In 1585 he left Pisa to return to Florence, without obtaining any academic qualification. Here he writes the “Theoremata circa centrum gravitatis solidorum” and also arrives at the invention of the hydrostatic balance.

In 1589he obtained the chair of mathematics in the University of Pisa. Meanwhile, following the death of his father, who left him the responsibility of the family, his economic situation became very precarious and in 1592, eager for better economic and working conditions, he managed to be assigned the chair of mathematics at the Studio of Padua, where he remained for 18 years, considered the most peaceful and happiest years of his life.

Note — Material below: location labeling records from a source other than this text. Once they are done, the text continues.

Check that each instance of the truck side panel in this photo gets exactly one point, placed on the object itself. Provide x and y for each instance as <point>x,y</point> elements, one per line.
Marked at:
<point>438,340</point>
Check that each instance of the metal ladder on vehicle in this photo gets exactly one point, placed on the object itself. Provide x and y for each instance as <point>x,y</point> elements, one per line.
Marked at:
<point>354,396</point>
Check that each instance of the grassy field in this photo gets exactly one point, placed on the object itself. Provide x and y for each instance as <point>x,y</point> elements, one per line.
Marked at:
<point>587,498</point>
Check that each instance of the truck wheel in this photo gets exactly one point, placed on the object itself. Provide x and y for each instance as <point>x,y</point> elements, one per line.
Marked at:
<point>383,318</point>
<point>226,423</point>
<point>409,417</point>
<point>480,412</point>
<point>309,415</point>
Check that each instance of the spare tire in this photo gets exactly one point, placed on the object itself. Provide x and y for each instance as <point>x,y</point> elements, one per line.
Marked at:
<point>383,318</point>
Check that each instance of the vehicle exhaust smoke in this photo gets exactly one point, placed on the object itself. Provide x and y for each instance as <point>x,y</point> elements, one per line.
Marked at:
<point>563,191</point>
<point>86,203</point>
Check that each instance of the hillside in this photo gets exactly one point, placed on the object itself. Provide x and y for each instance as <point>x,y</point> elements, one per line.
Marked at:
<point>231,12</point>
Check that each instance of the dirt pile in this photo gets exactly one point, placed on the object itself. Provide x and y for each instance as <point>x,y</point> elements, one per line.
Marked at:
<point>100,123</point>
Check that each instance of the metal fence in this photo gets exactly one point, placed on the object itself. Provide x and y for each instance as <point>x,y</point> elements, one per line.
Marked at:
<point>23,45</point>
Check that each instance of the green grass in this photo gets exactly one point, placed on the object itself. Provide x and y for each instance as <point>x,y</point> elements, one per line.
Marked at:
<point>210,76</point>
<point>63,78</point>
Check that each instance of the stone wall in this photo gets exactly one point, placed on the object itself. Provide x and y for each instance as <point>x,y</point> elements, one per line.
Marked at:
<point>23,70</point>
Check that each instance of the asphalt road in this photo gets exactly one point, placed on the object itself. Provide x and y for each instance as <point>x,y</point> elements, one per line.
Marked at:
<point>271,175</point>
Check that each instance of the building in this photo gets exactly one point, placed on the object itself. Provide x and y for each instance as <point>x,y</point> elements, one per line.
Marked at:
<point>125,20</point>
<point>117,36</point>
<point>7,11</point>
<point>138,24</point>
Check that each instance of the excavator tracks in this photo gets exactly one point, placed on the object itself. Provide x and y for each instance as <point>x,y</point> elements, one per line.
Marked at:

As for his private life, in this period, from living with Marina Gamba, Venetian, he has three children, two girls and a boy.
In 1609, following the rediscovery and improvement of the telescope, observing celestial phenomena, he made a series of discoveries such as the mountainous nature of the moon, the identification of stars before unknown and of the four satellites of Jupiter, called Astri Medicei.

All this is presented to the international scientific community in the Sidereus Nuncius, which gives him the nomination of chief mathematicianand grand ducal philosopher, without obligation to teaching and honorable economic conditions. In that same year he discovered the rings of Saturn, the sunspots, the phases of Venus.

Having returned to Florence, in 1611, after having obtained the consent of the major astronomers and mathematicians of the time, he went to Rome to illustrate his discoveries, harshly opposed by traditionalist scientists, where he obtained the approval of Jesuits of the Roman College.

But the first suspicions of heresy were already aroused on the part of the Inquisition. He enters into direct controversy with a Jesuit and, in the four famous “Copernican Letters”, finds himself forced to set the limits between science and faith.

Therefore, despite his influential friends, on February 24, 1616, by a decree of Cardinal Bellarmine, he was admonished to abstain from professing and teaching the Copernican theory, as it was irreconcilable with the Catholic faith, otherwise he would have been incarcerated.

Although deeply embittered, feeling strong in his own convictions, he resumes the controversy, and with “Il Saggiatore”, his polemical masterpiece, he achieves great success.
In 1624 he undertook the composition of the “Dialogue of the Greatest Systems”, but the revolutionary charge of the work provoked the immediate reaction of the Inquisition, which seized the book and ordered the author to go immediately to Rome, where he was suspected of heresy, Galileo is tried and condemned for having disobeyed the orders of the Church.

The trial ends in 1633 with a formal prison sentence, because, thanks to his international prestige and his act of submission, Galileo is relegated first to Siena and then to the villa of Arcetri, near Florence, where he dies 8 January 1642: Only in 1736 were his remains placed in the Basilica of Santa Croce in Florence.